Kıyafetler düzgün ve temiz, kravatlar dar
Diner, 1959 yılında geçer, bir iki yıl öncesinde liseyi bitirmiş, hayata atılmanın eşiğinde bir grup arkadaşı izler. American Graffiti ise, 1950’lerin herhangi bir yılında iki arkadaşın bir yaz gecesini anlatır. İkisi de liseyi yeni bitirmiş, üniversiteye gitmek üzeredir. Hepsi çocukluktan yeni çıkmış, gençliğe ilk adımlarını atmıştır ve hepsinin ortak yönü inanılmaz bir masumiyet, bugünün gözüyle bakınca kavranması zor bir saflıktır. Saçlar kısa, sakal bıyık filan yok, kıyafetler düzgün ve temiz, kravatlar dar (evet, kravat takıyorlardır!). Aileleriyle ilişkileri saygı ve itaatten ibarettir, babalarına “Sir” diye hitap ederler; kız arkadaşlarıyla temasları ise el ele tutuşmaktan ileri gitmez, gidebilmesi için evlenmeleri gerekir. Aralarından biri evlenir, nedenini de arkadaşlarına “Cinsel ilişkide bulunabilmek istiyorum artık” diye açıklar. Kısacası, hayat düzenli ve boğucu, insan ilişkileri hiyerarşiktir; her şey tanımlanmış ve değişmezdir, gençlerin nasıl yaşayıp yaşlanacağı bellidir, hiçbir şey sorgulanmaz.

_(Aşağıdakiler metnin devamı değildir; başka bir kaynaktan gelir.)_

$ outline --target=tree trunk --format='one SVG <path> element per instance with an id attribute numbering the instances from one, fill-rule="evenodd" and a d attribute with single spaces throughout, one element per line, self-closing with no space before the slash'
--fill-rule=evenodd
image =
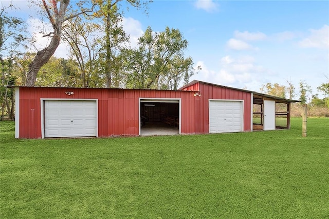
<path id="1" fill-rule="evenodd" d="M 43 50 L 39 51 L 36 53 L 35 57 L 29 65 L 29 70 L 26 77 L 26 86 L 34 86 L 36 79 L 36 75 L 40 68 L 46 64 L 50 57 L 56 51 L 56 49 L 60 44 L 61 35 L 62 34 L 62 25 L 64 21 L 64 16 L 66 11 L 66 9 L 68 6 L 69 0 L 61 0 L 60 9 L 58 11 L 56 2 L 53 2 L 53 9 L 55 11 L 53 15 L 50 12 L 45 0 L 42 0 L 45 9 L 47 12 L 47 14 L 52 27 L 53 27 L 53 35 L 52 36 L 51 41 L 49 46 Z"/>
<path id="2" fill-rule="evenodd" d="M 111 87 L 111 45 L 110 41 L 110 31 L 111 31 L 111 1 L 107 2 L 107 17 L 106 17 L 106 57 L 105 71 L 106 75 L 106 88 L 109 88 Z"/>
<path id="3" fill-rule="evenodd" d="M 38 72 L 55 52 L 60 44 L 60 40 L 59 35 L 53 36 L 49 45 L 38 52 L 34 59 L 29 65 L 29 70 L 26 77 L 26 86 L 34 86 Z"/>

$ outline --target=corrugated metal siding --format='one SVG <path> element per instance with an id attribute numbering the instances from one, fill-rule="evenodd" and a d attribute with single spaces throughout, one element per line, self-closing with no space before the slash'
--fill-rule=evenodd
<path id="1" fill-rule="evenodd" d="M 182 90 L 192 90 L 199 91 L 200 90 L 200 82 L 197 82 L 190 86 L 187 86 L 181 89 Z"/>
<path id="2" fill-rule="evenodd" d="M 67 91 L 74 95 L 68 96 Z M 20 137 L 42 137 L 41 98 L 97 99 L 99 137 L 138 135 L 140 98 L 181 98 L 181 132 L 194 133 L 196 98 L 193 94 L 173 90 L 21 87 Z"/>
<path id="3" fill-rule="evenodd" d="M 198 129 L 199 133 L 209 133 L 209 99 L 243 100 L 244 109 L 244 131 L 250 131 L 251 117 L 251 94 L 233 89 L 220 86 L 213 86 L 200 83 L 200 104 L 198 105 L 199 113 L 196 114 L 195 118 L 197 124 L 202 124 Z"/>
<path id="4" fill-rule="evenodd" d="M 181 98 L 181 133 L 209 133 L 209 99 L 244 100 L 244 130 L 250 131 L 251 94 L 196 83 L 185 90 L 20 87 L 20 137 L 41 138 L 41 98 L 97 99 L 98 136 L 138 135 L 139 98 Z M 65 92 L 74 92 L 68 96 Z"/>

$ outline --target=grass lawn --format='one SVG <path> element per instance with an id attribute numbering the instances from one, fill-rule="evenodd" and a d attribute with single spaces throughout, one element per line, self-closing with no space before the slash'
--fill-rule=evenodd
<path id="1" fill-rule="evenodd" d="M 15 139 L 1 122 L 0 218 L 329 218 L 329 118 L 290 130 Z"/>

Aynı yıllarda Fransa’daki durumu, romancı ve senarist Guy Hocquenghem şöyle anlatıyor “Unutmamak gerekir ki, Mayıs öncesinde, Fransa düşünülebilecek en Victorien ülkeydi, en püriten, cinsellik konularında en gerici ülkeydi”. Victorien, Kraliçe Victoria döneminin, yani 19. yüzyılın ikinci yarısının İngiltere’sindeki toplumsal ve ahlakî ortamı tarif etmek için kullanılır: Dinî inançların sarsılmaz önceliği, çok çalışmak, sadakat, küçüklerini sevmek, büyüklerini saymak üzerine kurulu sıkı ve boğucu bir ahlakî değerler silsilesi, sınırları kalın çizgilerle belirlenmiş bir dünya görüşü ve tekdüze bir tekrenkliliğin hüküm sürdüğü bir yaşam tarzı.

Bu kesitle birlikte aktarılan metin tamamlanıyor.